I have a pointer to a field of a struct: data: *T, however it doesn’t actually point to the field, because the field is optional: field: ?T. I can’t use @fieldParentPtrbecause data needs to be of type *?T which it isn’t. I can’t just cast data, as the pointer might not point to the correct location, or at least that’s what I think.
Is there around this, or do I have to go redesign some stuff?
The field doesn’t need to be a pointer. The object you call @fieldParentPtr("name", object) does. Both data: *T and data: ?T would be valid targets. If I understand what you mean. This should work.
Now that I’ve written it, I’m less convinced, it’s bug free (I do depend a lot on the compiler ). You might need parent to be parent(*const ?T) You should test instead of trusting me. But the docs don’t mean that the type of the field needs to be a pointer. I.e. *T and T are both valid. But that you need a pointer to the type, that is the field. So **T and *T respectively. @fieldParentPtr works for any type, but it’s just the offset of the address.
Another example
const T2 = struct{
base: usize,
};
test "example" {
const t2: T2 = .{ .base = 2 };
// notice t2.base isn't a ptr, but &t2.base is a pointer to the field.
try std.testing.expectEqual(&T2, @as(*T2, @fieldParentPtr(&t2.base));
// They're equal here, because the offset of the first field is 0
// ptr + 0 == ptr;
}
Here you pass a pointer to the data field of the optional value data1, not the pointer to the entire field. And since data1 is of type ?T the type @fieldParentPtr expects is *const ?T, and the compiler gives an error.
Now this was a very easy fix, I just had to pass in the bigger Data struct, instead of the ChildData, but even though I have solved the problem, I am still wondering if it’s possible to use @fieldParentPtr on a field that has been unwrapped.
You can try, but that behavior isn’t offered by the compiler… That said, @offsetOf() exists, so if you’re feeling really brave. There’s nothing stopping you from doing the ptr math yourself. But, in the case where you can’t pass ?T because you know it’s unwrapped. For all the cases I can imagine, you also can’t prove the pointer is what you expect. IMO, your time and attention would be better spent writing code that makes @fieldParentPtr() easy to use, by passing *?T instead of the unwrapped ?T… if you did want to use it. e.g. for t: *?T use if (t.* == null) return error.Null; and then t.? throughout.
as you also cannot use @offsetOf to extract the offset of an optional’s payload.
which seems to contradict my suggestion.
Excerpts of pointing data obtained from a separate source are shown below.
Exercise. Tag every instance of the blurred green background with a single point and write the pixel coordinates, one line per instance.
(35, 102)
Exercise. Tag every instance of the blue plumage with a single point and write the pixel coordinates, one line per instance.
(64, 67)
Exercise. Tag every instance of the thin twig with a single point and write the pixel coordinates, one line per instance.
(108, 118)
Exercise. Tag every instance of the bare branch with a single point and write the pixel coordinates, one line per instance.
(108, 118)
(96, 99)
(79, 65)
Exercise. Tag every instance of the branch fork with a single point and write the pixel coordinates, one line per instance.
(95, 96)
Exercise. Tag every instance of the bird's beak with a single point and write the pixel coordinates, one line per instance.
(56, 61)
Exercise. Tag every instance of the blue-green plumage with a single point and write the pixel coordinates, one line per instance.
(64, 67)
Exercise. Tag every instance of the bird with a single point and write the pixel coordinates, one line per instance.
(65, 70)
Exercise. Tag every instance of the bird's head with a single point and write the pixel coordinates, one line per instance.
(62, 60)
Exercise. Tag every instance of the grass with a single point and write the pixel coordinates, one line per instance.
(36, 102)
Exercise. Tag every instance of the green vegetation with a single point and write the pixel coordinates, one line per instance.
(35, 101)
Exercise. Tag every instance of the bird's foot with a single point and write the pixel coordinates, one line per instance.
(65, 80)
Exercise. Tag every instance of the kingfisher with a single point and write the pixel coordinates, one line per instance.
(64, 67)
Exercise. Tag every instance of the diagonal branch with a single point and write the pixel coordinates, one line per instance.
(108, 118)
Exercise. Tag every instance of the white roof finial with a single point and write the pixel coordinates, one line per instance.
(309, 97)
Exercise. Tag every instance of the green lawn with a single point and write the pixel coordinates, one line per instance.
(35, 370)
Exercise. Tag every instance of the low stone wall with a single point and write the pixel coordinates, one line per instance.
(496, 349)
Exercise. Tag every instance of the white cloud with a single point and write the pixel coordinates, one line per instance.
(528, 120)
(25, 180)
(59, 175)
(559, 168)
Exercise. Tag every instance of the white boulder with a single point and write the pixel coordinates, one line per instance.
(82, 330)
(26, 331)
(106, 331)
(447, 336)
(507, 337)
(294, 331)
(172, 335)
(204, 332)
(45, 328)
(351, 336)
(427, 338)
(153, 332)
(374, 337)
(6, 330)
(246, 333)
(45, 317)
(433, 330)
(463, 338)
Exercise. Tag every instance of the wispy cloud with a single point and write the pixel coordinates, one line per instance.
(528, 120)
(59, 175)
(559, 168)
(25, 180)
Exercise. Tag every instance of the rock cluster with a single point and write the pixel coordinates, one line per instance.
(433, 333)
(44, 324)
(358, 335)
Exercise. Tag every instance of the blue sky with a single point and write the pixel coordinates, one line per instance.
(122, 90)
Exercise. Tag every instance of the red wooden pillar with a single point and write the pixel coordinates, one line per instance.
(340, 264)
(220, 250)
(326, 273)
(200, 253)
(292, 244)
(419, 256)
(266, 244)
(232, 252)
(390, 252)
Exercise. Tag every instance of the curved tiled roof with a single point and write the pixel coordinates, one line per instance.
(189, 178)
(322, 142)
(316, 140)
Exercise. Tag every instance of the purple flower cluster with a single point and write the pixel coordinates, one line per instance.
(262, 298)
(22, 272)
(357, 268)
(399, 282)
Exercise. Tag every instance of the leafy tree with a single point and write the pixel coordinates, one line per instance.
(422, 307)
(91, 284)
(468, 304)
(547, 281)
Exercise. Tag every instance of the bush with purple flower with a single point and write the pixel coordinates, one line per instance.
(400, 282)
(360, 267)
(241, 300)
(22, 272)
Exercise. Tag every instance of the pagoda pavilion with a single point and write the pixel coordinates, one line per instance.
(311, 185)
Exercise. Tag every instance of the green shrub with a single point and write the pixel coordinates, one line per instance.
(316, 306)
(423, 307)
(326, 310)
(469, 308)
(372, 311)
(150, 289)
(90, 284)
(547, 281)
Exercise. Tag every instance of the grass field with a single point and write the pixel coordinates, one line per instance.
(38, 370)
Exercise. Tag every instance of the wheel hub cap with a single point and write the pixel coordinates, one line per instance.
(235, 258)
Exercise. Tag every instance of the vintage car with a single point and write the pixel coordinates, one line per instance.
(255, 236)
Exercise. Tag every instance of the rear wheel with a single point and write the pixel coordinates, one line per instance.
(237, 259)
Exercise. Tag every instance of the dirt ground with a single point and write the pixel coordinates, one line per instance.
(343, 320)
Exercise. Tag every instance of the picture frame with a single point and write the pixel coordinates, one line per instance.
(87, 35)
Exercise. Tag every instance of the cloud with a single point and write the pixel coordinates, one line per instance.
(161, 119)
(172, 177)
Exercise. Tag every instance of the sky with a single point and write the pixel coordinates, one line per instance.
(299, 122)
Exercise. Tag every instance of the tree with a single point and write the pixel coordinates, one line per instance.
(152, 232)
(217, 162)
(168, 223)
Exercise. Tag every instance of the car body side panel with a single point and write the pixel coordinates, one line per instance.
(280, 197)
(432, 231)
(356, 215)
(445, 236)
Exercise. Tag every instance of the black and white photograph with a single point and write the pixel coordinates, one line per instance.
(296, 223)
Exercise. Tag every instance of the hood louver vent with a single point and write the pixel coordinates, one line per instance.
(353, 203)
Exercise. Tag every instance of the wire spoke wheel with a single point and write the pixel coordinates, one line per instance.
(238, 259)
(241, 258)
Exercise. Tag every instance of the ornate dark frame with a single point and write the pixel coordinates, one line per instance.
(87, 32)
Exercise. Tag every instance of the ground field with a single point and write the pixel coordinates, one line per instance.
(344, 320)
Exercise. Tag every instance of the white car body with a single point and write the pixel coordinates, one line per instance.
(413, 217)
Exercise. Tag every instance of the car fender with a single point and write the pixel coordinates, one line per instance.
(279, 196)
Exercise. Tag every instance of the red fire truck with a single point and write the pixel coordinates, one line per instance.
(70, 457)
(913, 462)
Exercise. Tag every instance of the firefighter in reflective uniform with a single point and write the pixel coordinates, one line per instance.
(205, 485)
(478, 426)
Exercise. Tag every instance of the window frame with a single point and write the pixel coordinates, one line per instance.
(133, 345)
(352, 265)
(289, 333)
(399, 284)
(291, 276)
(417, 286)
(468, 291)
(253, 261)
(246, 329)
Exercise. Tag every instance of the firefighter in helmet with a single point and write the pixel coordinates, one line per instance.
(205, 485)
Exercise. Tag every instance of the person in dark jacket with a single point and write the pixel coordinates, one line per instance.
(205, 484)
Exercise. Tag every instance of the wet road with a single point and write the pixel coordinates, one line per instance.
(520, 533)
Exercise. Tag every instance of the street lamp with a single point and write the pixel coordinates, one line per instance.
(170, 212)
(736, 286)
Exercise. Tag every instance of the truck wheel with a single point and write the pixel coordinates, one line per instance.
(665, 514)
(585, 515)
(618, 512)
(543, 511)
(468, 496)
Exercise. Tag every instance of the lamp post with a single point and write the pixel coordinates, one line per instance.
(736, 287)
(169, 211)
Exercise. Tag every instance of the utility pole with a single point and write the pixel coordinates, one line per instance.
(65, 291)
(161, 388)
I knew the pointer math would be sketchy, (and I still assume there’s a dangerous, hacky way that’s nearly guaranteed to break with every zig version) But it’s clearly not going to be as easy as adding 8 to the offset.
optionals have no guaranteed layout, and there are proposals to do more optimization on the representation, so any tricy dependency you take on the current implementation of an optional in memory is very likely to break.